Iowa has a board of parole which determines who shall be paroled. Once paroled, a person is under the supervision of the director of the division of corrections of the Department of Social Services, who, in turn, supervises parole agents. Parole agents do not revoke the parole of any person but only recommend that the board of parole revoke it. The Iowa Act provides that each parolee “shall be subject, at any time, to be taken into custody and returned to the institution” from which he was paroled. Thus, Iowa requires no notice or hearing to put a parolee back in prison, Curtis v. Bennett, 256 Iowa 1164, 131 N. W. 2d 1; and it is urged that since parole, like probation, is only a privilege it may be summarily revoked. See Escoe v. Zerbst, 295 U. S. 490, 492-493; Ughbanks v. Armstrong, 208 U. S. 481. But we have long discarded the right-privilege distinction. See, e. g., Graham v. Richardson, 403 U. S. 365, 374; Bell v. Burson, 402 U. S. 535, 539; Pickering v. Board of Education, 391 U. S. 563, 568; cf. Van Alstyne, The Demise of the Right-Privilege Distinction in Constitutional Law, 81 Harv. L. Rev. 1439 (1968).
The Court said in United States v. Wilson, 7 Pet. 150, 161, that a “pardon is a deed.” The same can be said of a parole, which when conferred gives the parolee a degree of liberty which is often associated with property interests.

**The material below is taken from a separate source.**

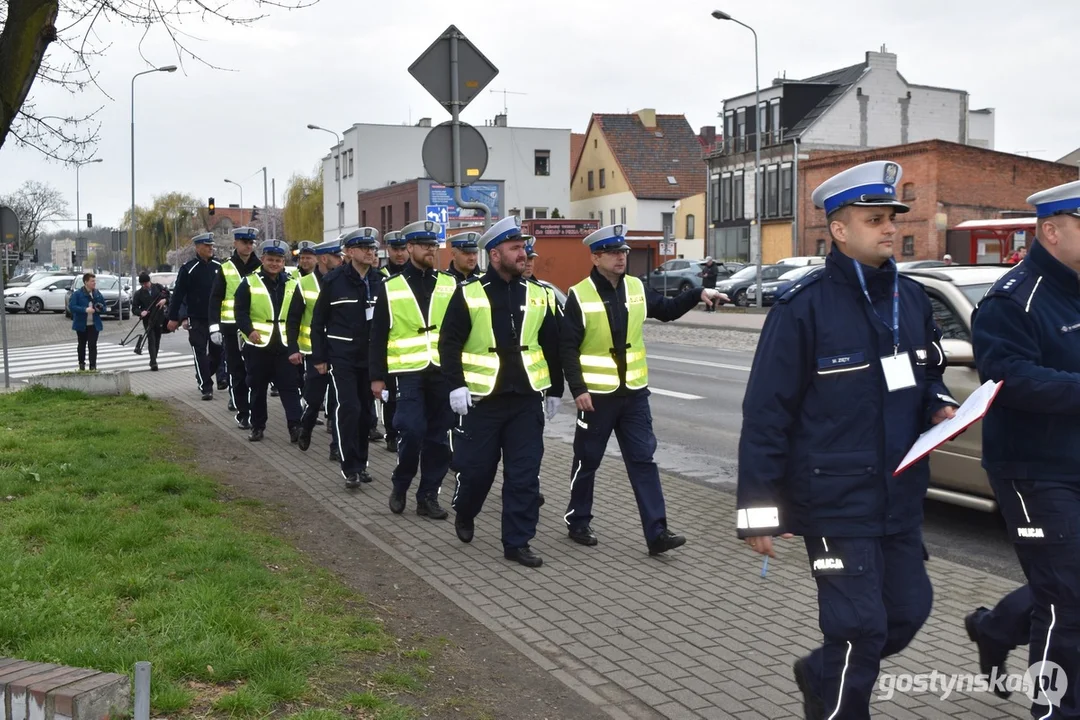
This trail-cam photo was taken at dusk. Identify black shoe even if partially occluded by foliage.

We held in Goldberg v. Kelly, 397 U. S. 254, that the termination by a State of public assistance payments to a recipient without a prior evidentiary hearing denies him procedural due process in violation of the Fourteenth Amendment. Speaking of the termination of welfare benefits we said:
“Their termination involves state action that adjudicates important rights. The constitutional challenge cannot be answered by an argument that public assistance benefits are `a “privilege” and not a “right.” ‘ Shapiro v. Thompson, 394 U. S. 618, 627 n. 6 (1969). Relevant constitutional restraints apply as much to the withdrawal of public assistance benefits as to disqualification for unemployment compensation, Sherbert v. Verner, 374 U. S. 398 (1963); or to denial of a tax exemption, Speiser v. Randall, 357 U. S. 513 (1958); or to discharge from public employment, Slochower v. Board of Higher Education, 350 U. S. 551 (1956). The extent to which procedural due process must be afforded the recipient is influenced by the extent to which he may be `condemned to suffer grievous loss,’ Joint Anti-Fascist Refugee Committee v. McGrath, 341 U. S. 123, 168 (1951) (Frankfurter, J., concurring), and depends upon whether the recipient’s interest in avoiding that loss outweighs the governmental interest in summary adjudication. Accordingly, as we said in Cafeteria & Restaurant Workers Union v. McElroy, 367 U. S. 886, 895 (1961), `consideration of what procedures due process may require under any given set of circumstances must begin with a determination of the precise nature of the government function involved as well as of the private interest that has been affected by governmental action.’ See also Hannah v. Larche, 363 U. S. 420, 440, 442 (1960).” 397 U. S., at 262-263.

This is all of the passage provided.